10.28.2011

Controlling the Physical Symptoms of Anxiety


Anxiety is bothersome enough by itself, but blushing, sweating, or stammering can make it worse. Learn how to control the physical symptoms of anxiety.

Does anxiety give you sweaty palms, make your face red, or leave you stammering? If so, you’re not alone.


I have suffered with anxiety for over 7 years now. I have yet to figure out what triggered it or why it has to plague me at all, but I do know that I'm finding ways to cope and heal and move on. I thought I'd share this article with everyone because it has great tips on how to deal with anxiety. I hope it helps someone who's wondering how they will deal with this, sometimes, debilitating condition.



People with an anxiety disorder often experience physical symptoms such as sweating, shortness of breath, trembling, or even heart palpitations. Explains Jonathan Rich, DO, an internist at Mercy Medical Center in Baltimore, “It’s actually very common. There’s [almost] always some kind of a physical manifestation even before we diagnose anxiety.”
Fortunately, it is possible to ease some of the physical side effects that can go along with an anxiety disorder.
Anxiety Problems: Tips to Help You Stay Calm
Try these strategies to help manage your anxiety physical symptoms:
Know yourself. If you’re able to recognize and acknowledge the physical symptoms that tend to develop when you feel anxious, it will be easier to control them. “If people start having palpitations, they worry that something is wrong with their heart,” notes Rich. “Just tell yourself, ‘Okay, this is what my body does when I’m having an anxiety attack.’” You’ll likely begin to notice your symptoms ease.
Avoid anxiety triggers. The best way to deal with the physical effects of an anxiety disorder is to avoid becoming anxious in the first place. This may be easier said than done, but one good way to accomplish this is by avoiding situations that you know cause anxiety, Rich says. People who become anxious in crowds, for example, may want to steer clear of them.
Breathe. If an anxiety-producing situation can’t be avoided and you start to feel yourself blushing, sweating heavily, or becoming physically uncomfortable in other ways, you may be able to blunt your symptoms with deep breathing (also known as diaphragmatic breathing) techniques. One method of deep breathing is to breathe in through the nose for four counts, hold it for seven counts, and then breathe out to a count of eight.
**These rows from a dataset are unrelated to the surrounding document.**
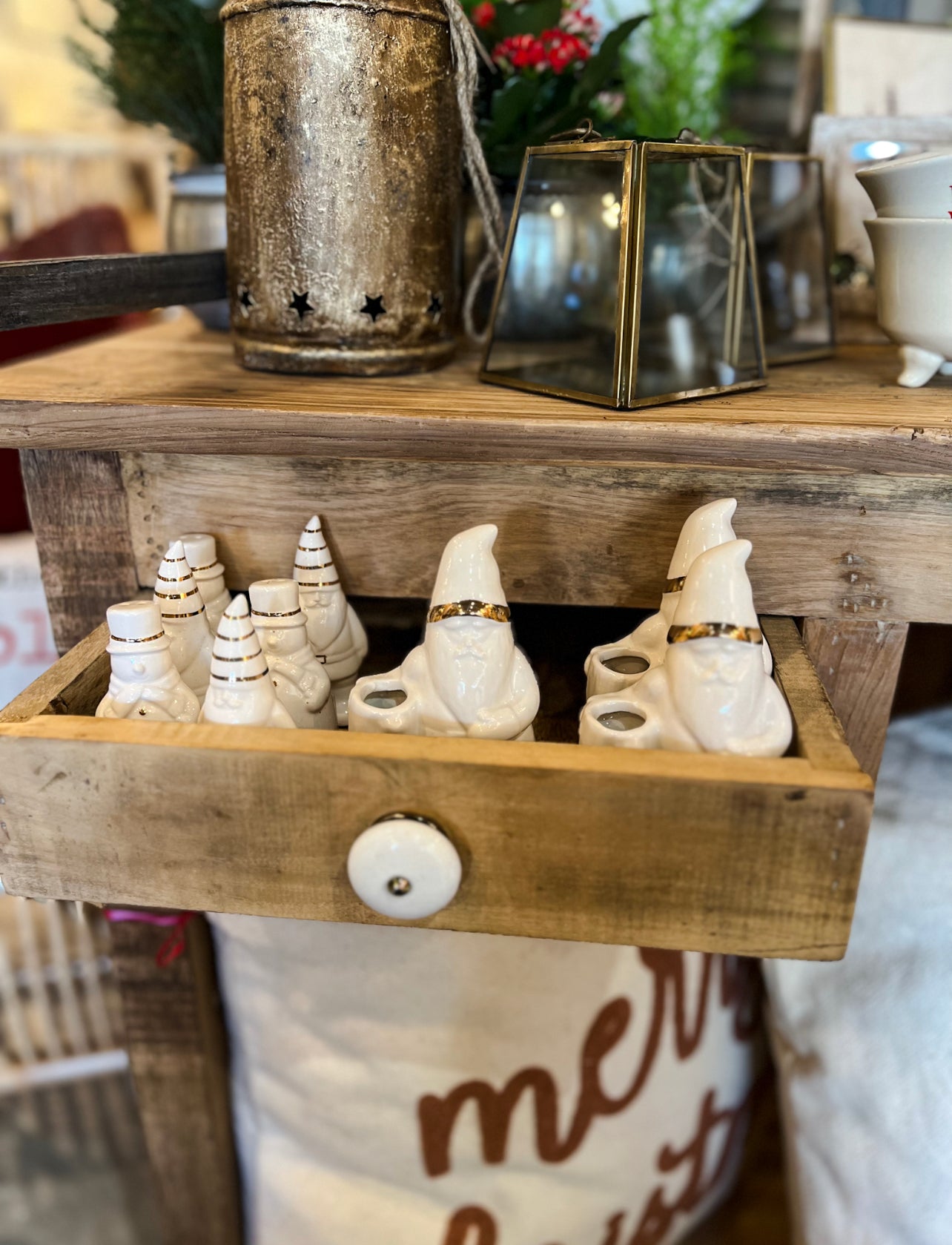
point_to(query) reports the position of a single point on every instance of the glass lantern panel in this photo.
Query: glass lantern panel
(787, 209)
(557, 317)
(696, 328)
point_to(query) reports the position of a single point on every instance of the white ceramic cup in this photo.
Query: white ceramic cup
(913, 187)
(913, 291)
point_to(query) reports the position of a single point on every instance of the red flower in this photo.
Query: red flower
(554, 50)
(484, 14)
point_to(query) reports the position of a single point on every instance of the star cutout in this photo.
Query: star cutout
(374, 306)
(300, 304)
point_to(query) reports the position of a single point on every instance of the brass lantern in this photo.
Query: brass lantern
(625, 280)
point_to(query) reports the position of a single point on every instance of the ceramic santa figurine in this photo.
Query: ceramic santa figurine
(183, 616)
(467, 678)
(240, 693)
(712, 693)
(143, 684)
(334, 630)
(297, 676)
(612, 667)
(208, 573)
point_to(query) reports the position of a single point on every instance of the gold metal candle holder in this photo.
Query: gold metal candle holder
(625, 279)
(793, 256)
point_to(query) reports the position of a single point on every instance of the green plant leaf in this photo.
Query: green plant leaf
(510, 105)
(600, 70)
(529, 18)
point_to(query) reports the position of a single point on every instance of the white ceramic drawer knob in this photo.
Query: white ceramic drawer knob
(405, 867)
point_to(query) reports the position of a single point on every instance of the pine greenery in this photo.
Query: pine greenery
(165, 65)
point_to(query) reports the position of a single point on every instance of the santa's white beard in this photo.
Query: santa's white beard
(469, 663)
(326, 609)
(717, 689)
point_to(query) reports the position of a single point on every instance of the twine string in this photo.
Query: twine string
(466, 51)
Breathing in this manner can help relax the muscles and provide a welcome distraction from an anxiety trigger.
Consider medication. People who find the physical side effects of their anxiety disorder to be particularly bothersome may want to talk to their doctor about taking medication to reduce their anxiety levels. “Usually, if anxiety is the underlying problem for physical symptoms, the physical symptoms will go away if you treat the anxiety,” says Rich. Some of the most common medications for long-term treatment of anxiety are antidepressants known as selective serotonin reuptake inhibitors, or SSRIs, which work by restoring the balance of chemicals in the brain. Sertraline and paroxetine are examples of SSRIs commonly used to treat anxiety disorders.
Anxiety attacks can also be treated with quick-acting medications like diazepam (Valium) or another benzodiazepine. “They are very good for short-term treatment of severe panic attacks,” says Rich. “They basically calm you down.”
Also, anxiety and its physical side effects may be managed with beta blockers, a class of medications usually used to treat heart conditions and high blood pressure. Beta blockers like propanolol slow the heart rate and relax blood vessels, which can ease physical symptoms in many patients. When used for anxiety, they are only taken right before an anxiety-inducing event. For example, a performer with anxiety would take a beta blocker before he goes on stage, Rich explains.
Exercise. Here’s yet another good reason to hit the gym: Getting regular exercise can go a long way toward relieving anxiety. Physical activity is thought to help the body practice responding to stress. That way, when the real thing does occur, the body is better prepared to handle the difficult situation than it would be otherwise. “For general overall mental health, any exercise is certainly beneficial,” Rich says. At least two and a half hours of moderate physical activity per week are recommended for healthy adults, but beneficial effects can be seen with even an hour of exercise per week.
If you experience anxiety on a regular basis, remember these tips to help keep physical symptoms at bay. Don’t hesitate to talk to your doctor, though, if your anxiety problems persist.